Legislative competence to legislate on that subject was specially conferred by Article 309 of the Constitution. Item 70 of list I and item 41 of list II of Sch. VII of the Constitution are in conformity with the provisions made in the proviso to Article 309, the executive would have had the power to regulate conditions of service by rules made by it from time to time. But violation of any of the service rules by which the seniority or other status or incident of a civil servant is regulated is not justiciable, although violation of the guarantees afforded by Article 311 is actionable in the sense that recourse can be had to Court to redress the wrong.
Further down, the learned Judge said:
The rules promulgated under Article 309 of the Constitution do not, of their own force, become part of the Constitution, so as to fall within the scope of the expression ' except as expressly provided by the Constitution ' in Article 310(1); nor can the rule be viewed as terms of any contract between the civil servant and the Government.
Though services rules framed under Section 241(2) of the Government of India Act, 1935, and continued in force by Article 313 of the Constitution have been comprehended within the scope of the expression ' laws in force' in Article 313, violation of service rule, rule of sonority of a railway servant, for instance, even as a ' law in force,' is not enough to make it justiciable. It is still the exclusive domain of the executive to grant redress and it is not an actionable wrong for which the Court could grant redress.
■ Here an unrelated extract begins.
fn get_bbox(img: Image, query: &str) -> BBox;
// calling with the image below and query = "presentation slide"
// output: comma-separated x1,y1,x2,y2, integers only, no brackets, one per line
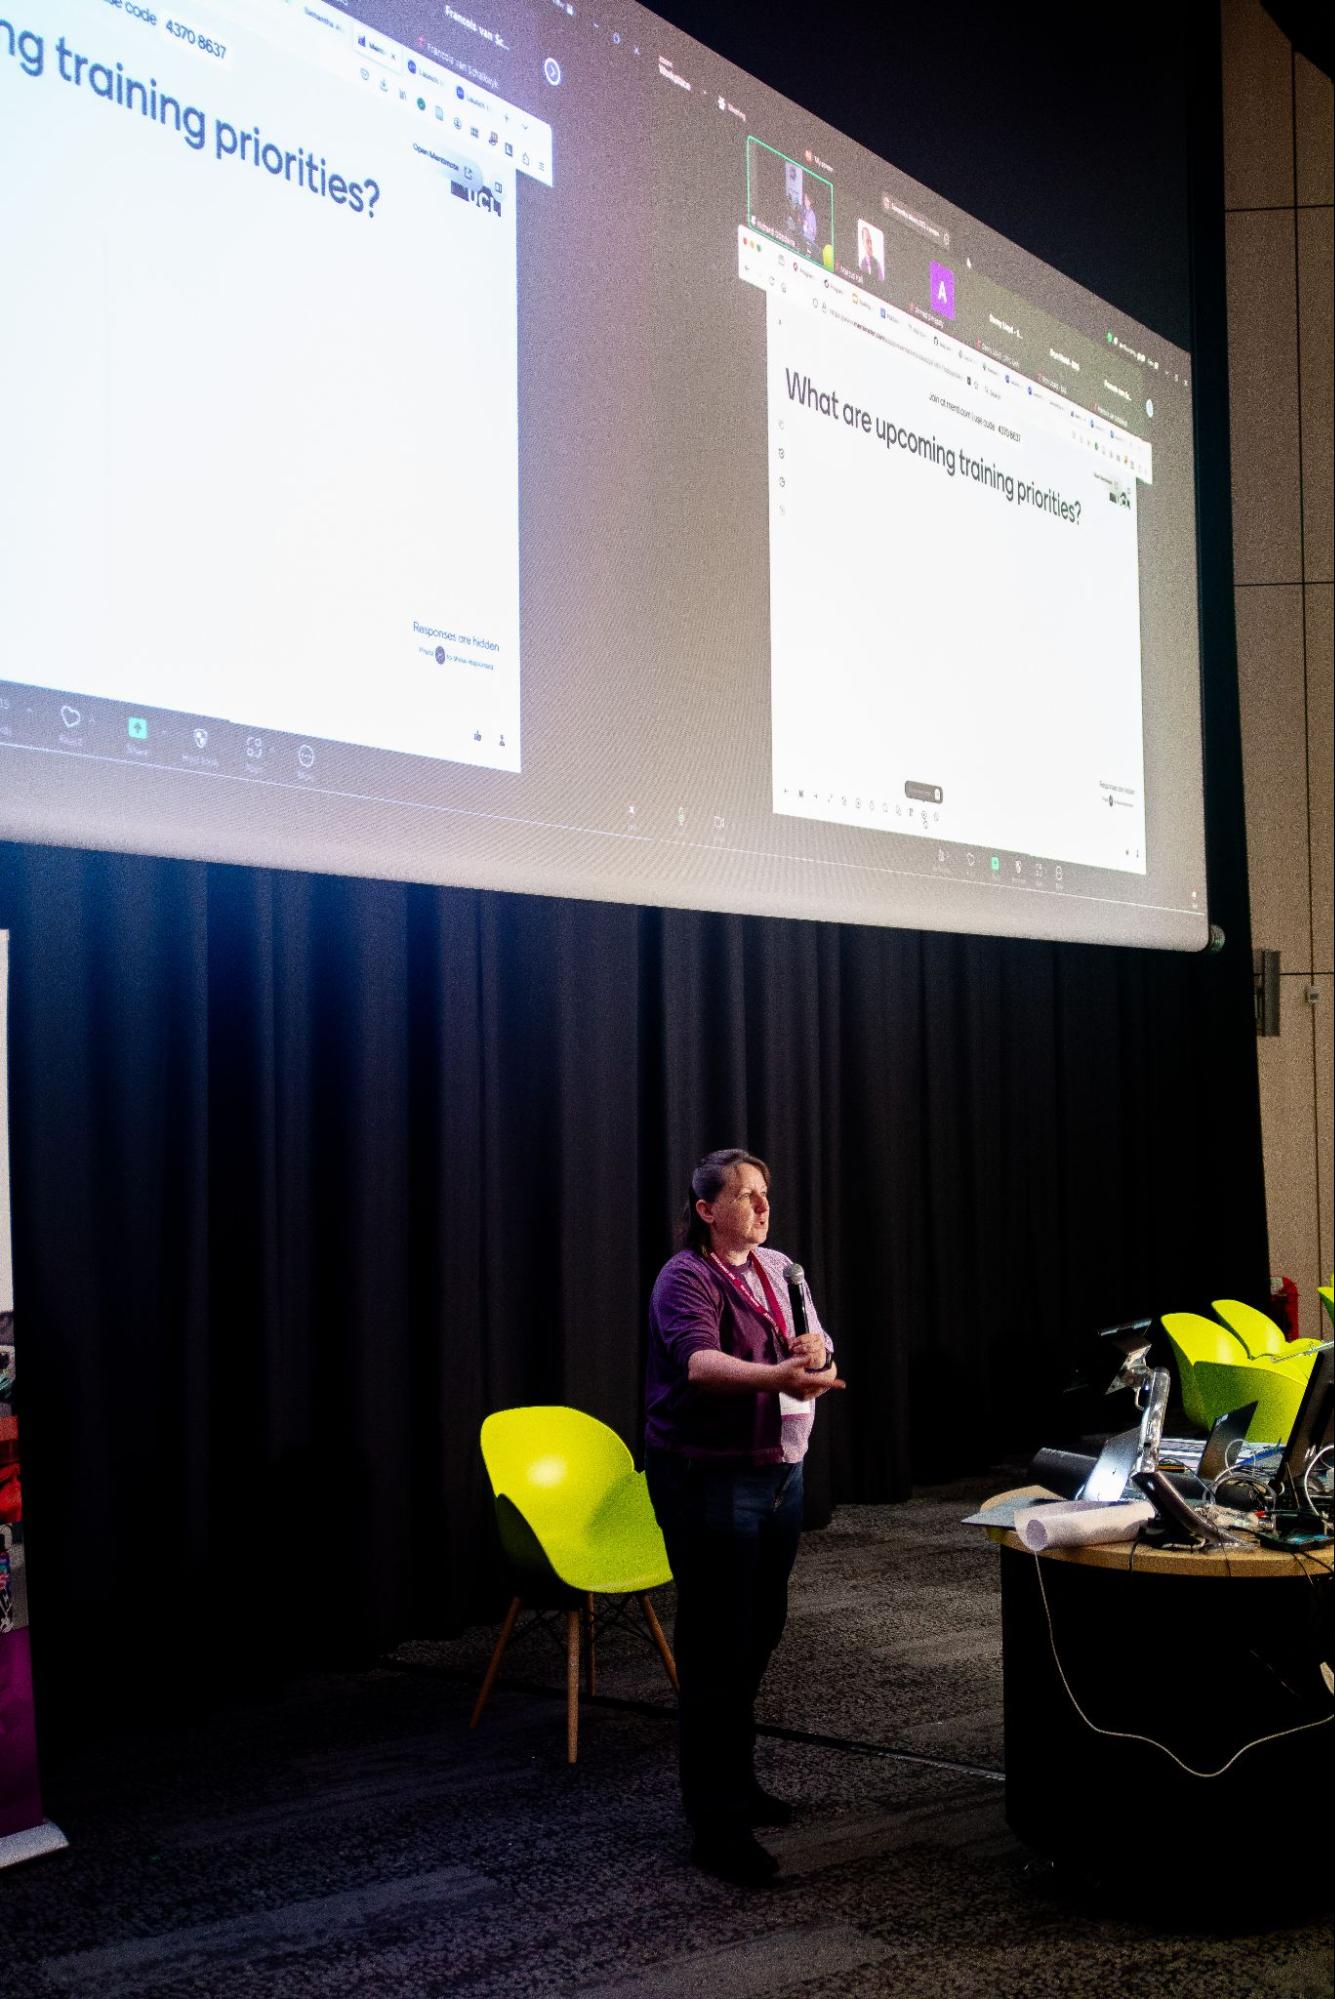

15. Learned counsel referred to two cases in S.D. Mathur v. Municipal Board, Agra : AIR1956All181 , and Banmali v. District Board, Jhansi : AIR1956All460 . But these oases concern statutory bodies whose powers are limited by the provisions of the statute concerned, e.g., the municipal corporation in the one case and a district board on the other. The decisions held that in discharging their servants the positive rules laid down in statute should be conformed to. These have hardly any bearing on the powers of the State under Article 310 which we have on hand. It follows; therefore, that even assuming that Ex. C notification is of legislative origin, even then there is no help for the petitioner.
16. The petition fails in the result and is therefore dismissed. There will be no costs, however, in the circumstances.